Is Lactate an effective clinical marker of outcome for children with major trauma?
This report focuses on the work undertaken during the first year study of a PhD at the University of Southampton. The report will examine the pertinent literature surrounding the research topic, identify gaps in the research and then offer an evolving research question. A suggested research methodology will be discussed. The assessment and treatment of severely injured children can be stressful for all involved. The aim of this study is to add to the body of knowledge, and maybe generate new theories regarding how children react to both penetrating and blunt trauma.
Blunt and penetrating trauma in children in the United Kingdom is thankfully still relatively rare. However, It has been noted that trauma is the second biggest killer of children in United Kingdom behind neoplasms (ONS 2013). Due to anatomical and physiological differences, children have very efficient compensatory mechanisms. Approximately 30% of their circulating blood volume can be lost before there is a drop in blood pressure. Other vital signs, of heart rate, capillary refill and respiratory rate can be altered due to psychological, and environmental factors and not due to blood loss, calling into question their sensitivity. This can lead to the child being incorrectly assessed as to the severity of their injuries, and either be over or under resuscitated neither an ideal outcome.
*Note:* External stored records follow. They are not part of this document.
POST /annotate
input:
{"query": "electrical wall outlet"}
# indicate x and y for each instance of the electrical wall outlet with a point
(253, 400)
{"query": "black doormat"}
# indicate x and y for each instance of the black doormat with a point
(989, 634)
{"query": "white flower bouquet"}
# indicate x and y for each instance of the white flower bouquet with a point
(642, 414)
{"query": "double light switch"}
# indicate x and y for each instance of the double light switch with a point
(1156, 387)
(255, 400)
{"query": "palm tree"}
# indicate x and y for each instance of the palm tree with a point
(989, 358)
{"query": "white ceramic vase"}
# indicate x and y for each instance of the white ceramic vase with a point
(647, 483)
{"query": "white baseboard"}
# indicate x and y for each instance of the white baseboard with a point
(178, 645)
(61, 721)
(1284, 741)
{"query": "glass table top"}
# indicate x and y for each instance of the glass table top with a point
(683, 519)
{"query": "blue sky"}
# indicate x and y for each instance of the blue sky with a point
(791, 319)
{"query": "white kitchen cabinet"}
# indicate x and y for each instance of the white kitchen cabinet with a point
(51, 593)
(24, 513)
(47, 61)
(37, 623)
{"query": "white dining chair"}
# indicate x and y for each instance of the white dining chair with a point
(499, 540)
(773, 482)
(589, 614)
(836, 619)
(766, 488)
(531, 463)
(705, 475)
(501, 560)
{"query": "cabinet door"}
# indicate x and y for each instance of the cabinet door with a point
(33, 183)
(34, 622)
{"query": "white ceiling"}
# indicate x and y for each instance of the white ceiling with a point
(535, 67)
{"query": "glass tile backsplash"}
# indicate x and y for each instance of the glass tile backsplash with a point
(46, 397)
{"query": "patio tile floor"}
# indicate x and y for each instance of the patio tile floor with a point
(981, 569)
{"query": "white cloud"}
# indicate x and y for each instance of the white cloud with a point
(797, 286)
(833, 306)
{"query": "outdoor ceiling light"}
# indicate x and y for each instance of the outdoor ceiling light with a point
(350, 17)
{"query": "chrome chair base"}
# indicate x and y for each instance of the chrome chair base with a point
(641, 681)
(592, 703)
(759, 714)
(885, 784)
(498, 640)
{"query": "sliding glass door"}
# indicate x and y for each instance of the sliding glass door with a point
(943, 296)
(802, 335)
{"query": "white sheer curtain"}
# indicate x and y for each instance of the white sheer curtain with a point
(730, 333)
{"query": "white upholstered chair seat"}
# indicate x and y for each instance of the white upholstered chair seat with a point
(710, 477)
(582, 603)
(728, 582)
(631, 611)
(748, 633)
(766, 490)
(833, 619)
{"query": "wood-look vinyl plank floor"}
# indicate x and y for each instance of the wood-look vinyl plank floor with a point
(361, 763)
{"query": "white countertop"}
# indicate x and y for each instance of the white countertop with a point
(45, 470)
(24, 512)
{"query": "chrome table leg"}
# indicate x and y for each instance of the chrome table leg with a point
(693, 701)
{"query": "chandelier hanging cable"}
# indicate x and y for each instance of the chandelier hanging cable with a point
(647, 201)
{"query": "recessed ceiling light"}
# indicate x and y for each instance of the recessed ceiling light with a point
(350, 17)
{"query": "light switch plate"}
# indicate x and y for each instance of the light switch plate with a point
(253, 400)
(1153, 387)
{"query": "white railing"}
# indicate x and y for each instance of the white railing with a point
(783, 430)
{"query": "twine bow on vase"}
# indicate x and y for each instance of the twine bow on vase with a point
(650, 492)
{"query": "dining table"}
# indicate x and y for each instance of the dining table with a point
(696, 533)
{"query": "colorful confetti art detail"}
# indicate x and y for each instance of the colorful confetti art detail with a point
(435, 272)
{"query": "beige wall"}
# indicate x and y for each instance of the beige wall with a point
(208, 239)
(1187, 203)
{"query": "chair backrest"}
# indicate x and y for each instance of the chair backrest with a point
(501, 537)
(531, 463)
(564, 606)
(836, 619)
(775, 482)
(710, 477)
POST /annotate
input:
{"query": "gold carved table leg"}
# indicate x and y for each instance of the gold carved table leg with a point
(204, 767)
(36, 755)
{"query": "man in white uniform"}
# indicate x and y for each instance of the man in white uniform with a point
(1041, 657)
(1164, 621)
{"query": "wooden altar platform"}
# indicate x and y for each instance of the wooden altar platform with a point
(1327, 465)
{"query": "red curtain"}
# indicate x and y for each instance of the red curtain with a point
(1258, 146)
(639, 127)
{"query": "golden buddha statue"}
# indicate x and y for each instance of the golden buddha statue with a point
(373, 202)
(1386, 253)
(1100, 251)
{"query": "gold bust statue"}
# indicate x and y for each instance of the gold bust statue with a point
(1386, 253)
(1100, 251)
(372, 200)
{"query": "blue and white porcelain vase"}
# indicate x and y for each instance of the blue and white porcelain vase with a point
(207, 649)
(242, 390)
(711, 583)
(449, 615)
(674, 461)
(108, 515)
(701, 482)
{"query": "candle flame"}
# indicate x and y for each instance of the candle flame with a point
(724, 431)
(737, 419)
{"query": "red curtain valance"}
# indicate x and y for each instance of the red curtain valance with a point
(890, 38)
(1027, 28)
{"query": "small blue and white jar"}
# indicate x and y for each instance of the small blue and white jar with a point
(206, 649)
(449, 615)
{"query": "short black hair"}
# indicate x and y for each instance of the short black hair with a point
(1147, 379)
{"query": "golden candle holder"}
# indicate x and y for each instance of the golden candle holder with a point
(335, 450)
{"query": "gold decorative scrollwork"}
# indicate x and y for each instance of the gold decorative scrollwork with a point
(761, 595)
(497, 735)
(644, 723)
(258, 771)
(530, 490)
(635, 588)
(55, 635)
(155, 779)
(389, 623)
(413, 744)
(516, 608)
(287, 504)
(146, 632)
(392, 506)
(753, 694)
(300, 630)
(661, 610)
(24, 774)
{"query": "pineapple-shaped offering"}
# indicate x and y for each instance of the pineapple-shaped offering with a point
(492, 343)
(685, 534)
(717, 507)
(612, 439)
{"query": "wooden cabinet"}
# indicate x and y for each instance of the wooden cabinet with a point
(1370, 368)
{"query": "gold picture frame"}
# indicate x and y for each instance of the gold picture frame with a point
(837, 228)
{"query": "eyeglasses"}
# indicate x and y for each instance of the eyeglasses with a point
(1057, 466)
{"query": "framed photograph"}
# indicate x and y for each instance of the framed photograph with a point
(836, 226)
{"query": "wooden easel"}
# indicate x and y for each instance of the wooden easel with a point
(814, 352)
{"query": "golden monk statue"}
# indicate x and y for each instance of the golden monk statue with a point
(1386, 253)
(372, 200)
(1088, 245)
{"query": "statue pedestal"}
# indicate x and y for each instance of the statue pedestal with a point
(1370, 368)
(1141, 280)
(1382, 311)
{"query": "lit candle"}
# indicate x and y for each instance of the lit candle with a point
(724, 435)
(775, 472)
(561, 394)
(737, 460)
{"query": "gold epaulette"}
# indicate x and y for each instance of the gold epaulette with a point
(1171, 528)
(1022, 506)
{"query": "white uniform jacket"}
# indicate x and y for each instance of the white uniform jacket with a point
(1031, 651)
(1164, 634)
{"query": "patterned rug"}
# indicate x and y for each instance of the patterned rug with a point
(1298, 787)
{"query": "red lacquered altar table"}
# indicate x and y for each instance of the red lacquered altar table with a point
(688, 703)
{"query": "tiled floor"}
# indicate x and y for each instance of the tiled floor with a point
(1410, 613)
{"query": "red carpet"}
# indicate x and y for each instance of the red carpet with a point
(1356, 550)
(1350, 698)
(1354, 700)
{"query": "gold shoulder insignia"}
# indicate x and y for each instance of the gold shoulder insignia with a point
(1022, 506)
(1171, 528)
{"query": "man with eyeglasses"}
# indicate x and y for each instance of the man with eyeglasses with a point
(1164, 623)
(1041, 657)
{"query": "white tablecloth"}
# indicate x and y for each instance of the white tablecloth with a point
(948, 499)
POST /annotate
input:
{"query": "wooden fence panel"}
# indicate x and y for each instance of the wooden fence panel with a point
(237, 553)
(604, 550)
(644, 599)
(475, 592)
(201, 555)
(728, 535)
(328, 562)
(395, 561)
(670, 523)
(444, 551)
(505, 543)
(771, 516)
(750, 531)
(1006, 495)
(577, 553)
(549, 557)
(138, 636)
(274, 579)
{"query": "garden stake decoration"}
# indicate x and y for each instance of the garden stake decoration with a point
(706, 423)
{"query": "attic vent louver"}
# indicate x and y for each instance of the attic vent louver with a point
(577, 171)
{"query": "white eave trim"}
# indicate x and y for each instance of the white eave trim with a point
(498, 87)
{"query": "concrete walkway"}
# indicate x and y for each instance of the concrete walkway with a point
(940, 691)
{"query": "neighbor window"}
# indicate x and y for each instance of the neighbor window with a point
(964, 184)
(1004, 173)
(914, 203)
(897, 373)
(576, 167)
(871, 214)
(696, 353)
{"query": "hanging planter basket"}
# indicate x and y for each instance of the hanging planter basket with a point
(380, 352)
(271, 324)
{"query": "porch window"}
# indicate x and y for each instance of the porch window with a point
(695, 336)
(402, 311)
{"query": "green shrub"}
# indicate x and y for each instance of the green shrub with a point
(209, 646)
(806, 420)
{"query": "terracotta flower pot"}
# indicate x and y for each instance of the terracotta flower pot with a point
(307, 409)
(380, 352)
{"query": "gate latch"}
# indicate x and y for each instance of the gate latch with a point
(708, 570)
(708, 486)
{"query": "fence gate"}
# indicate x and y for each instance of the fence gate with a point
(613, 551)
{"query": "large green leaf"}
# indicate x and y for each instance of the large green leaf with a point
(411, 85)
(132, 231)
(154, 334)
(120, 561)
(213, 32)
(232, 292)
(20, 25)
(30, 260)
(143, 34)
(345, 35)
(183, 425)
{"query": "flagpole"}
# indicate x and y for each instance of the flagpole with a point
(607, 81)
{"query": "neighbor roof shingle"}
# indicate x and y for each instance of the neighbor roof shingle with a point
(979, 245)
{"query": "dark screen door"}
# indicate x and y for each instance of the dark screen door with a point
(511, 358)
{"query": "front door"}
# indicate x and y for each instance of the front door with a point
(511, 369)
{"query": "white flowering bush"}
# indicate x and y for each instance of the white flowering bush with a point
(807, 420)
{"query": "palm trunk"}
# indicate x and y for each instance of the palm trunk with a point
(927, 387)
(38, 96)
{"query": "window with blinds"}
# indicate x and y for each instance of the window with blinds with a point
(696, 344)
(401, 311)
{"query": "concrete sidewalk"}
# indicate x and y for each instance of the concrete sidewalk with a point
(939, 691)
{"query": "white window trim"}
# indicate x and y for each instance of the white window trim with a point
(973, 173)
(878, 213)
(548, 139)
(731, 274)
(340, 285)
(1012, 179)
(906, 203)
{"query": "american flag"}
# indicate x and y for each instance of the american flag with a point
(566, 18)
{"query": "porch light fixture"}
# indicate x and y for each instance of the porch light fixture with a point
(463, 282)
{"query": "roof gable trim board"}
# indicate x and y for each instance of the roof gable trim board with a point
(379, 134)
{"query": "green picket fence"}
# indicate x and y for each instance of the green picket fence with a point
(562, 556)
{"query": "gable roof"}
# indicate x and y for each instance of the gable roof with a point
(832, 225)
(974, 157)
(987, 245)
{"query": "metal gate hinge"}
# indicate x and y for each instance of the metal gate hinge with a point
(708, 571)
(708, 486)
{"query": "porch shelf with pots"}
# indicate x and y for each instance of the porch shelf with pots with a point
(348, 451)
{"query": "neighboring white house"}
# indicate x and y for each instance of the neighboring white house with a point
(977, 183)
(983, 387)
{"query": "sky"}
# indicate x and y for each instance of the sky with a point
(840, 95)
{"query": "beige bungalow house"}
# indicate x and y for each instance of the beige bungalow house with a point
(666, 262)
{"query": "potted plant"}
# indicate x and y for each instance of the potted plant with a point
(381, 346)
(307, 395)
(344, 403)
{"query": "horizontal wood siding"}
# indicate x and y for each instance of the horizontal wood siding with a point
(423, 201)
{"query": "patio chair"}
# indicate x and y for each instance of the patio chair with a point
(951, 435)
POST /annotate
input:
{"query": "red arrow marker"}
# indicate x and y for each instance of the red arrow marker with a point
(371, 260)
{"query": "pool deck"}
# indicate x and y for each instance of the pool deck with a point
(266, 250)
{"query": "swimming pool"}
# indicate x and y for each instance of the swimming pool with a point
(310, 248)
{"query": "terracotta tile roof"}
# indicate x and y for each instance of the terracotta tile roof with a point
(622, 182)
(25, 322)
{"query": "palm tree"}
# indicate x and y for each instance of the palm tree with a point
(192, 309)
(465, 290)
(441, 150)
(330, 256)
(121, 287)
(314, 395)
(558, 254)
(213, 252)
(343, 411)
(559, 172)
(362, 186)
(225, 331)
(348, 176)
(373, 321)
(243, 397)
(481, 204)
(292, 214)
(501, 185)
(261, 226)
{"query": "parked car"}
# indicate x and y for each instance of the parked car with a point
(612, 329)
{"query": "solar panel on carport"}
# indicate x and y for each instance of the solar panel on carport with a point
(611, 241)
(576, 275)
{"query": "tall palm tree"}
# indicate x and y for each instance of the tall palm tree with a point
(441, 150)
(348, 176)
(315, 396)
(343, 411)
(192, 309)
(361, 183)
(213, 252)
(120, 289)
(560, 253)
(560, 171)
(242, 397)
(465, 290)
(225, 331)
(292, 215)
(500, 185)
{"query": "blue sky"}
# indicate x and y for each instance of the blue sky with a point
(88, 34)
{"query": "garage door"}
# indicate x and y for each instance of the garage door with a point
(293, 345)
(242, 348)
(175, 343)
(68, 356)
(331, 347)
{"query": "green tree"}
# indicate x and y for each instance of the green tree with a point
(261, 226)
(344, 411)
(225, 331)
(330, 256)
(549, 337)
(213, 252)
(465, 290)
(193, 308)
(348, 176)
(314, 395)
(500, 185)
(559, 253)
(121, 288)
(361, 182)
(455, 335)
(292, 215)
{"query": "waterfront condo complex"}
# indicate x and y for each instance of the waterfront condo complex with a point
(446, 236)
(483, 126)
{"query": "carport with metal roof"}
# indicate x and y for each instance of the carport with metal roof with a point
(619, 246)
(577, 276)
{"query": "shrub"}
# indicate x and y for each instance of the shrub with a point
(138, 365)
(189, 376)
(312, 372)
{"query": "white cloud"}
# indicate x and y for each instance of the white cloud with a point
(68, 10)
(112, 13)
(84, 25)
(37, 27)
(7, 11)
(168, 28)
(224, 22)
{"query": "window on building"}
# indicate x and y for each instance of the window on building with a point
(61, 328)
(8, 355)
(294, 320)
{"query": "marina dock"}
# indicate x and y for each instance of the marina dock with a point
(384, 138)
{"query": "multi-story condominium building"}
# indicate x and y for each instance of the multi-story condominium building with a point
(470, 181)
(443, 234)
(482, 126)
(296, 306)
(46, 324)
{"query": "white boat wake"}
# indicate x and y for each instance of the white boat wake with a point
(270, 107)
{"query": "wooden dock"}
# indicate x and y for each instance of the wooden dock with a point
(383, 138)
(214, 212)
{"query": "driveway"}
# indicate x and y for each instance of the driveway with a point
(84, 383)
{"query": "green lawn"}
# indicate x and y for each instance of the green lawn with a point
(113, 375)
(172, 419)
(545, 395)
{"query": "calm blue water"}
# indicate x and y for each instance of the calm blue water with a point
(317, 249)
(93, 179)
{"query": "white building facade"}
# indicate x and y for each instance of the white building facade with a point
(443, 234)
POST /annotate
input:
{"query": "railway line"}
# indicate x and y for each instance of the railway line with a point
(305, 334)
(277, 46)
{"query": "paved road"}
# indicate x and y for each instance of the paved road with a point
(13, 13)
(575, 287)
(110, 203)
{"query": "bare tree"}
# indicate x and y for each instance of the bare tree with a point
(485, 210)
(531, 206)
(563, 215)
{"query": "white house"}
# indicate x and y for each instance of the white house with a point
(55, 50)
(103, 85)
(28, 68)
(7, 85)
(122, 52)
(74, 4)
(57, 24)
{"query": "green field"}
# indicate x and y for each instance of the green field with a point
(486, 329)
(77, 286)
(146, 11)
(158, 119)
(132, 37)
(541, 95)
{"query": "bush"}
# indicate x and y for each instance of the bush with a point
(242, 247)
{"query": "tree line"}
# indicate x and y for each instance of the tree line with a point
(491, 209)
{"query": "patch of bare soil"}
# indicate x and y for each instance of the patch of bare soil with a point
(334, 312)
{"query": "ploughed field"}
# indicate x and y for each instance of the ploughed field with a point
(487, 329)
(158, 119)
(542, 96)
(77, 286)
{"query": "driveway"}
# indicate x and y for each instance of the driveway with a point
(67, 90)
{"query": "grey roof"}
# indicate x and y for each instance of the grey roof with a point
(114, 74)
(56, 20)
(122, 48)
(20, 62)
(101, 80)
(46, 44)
Due to conflicts in Afghanistan and Iraq there has been considerable advances in the care of the traumatized adult. In particular there has been an increase use of biochemical markers as an indicator of shock. Lactate being the one such maker, as it is commonly available in routine blood tests. Lactate is known to be a bi-product of anaerobic metabolism and it has been suggested than an increase in the traumatized adult can be an indicator of occult hypoperfusion and occult bleeding. There is also evidence to suggest that the time it takes the body to clear the lactate could be an indicator and predictor of mortality and morbidity. However, there is conflicting evidence regarding this timeframe – some authors suggesting 2 hours other 24 hours. This report looks at the evidence surrounding the use of lactate as a biochemical marker for clinicians. It also examines evidence surrounding lactate clearance and it’s importance. The report also highlights some of the issues when examining studies completed on adults and then applied to children. No evidence was found to on studies completed on children with major trauma and lactate.
In order to gain to some insight into the usefulness of lactate in children, the evidence was examined surrounding septic shock. Again, there is a clear correlation between a raised lactate and increased mortality and morbidity. However, it must be remembered that the pathophysiology of septic shock is different to the pathophysiology of hypovolaemic shock, and therefore call into question the applicability of the evidence.
From the literature searched and presented it is clear that there is a gap in the knowledge of the usefulness of lactate in paediatric trauma. From this an evolving research question is given and an outline of a research proposal is discussed.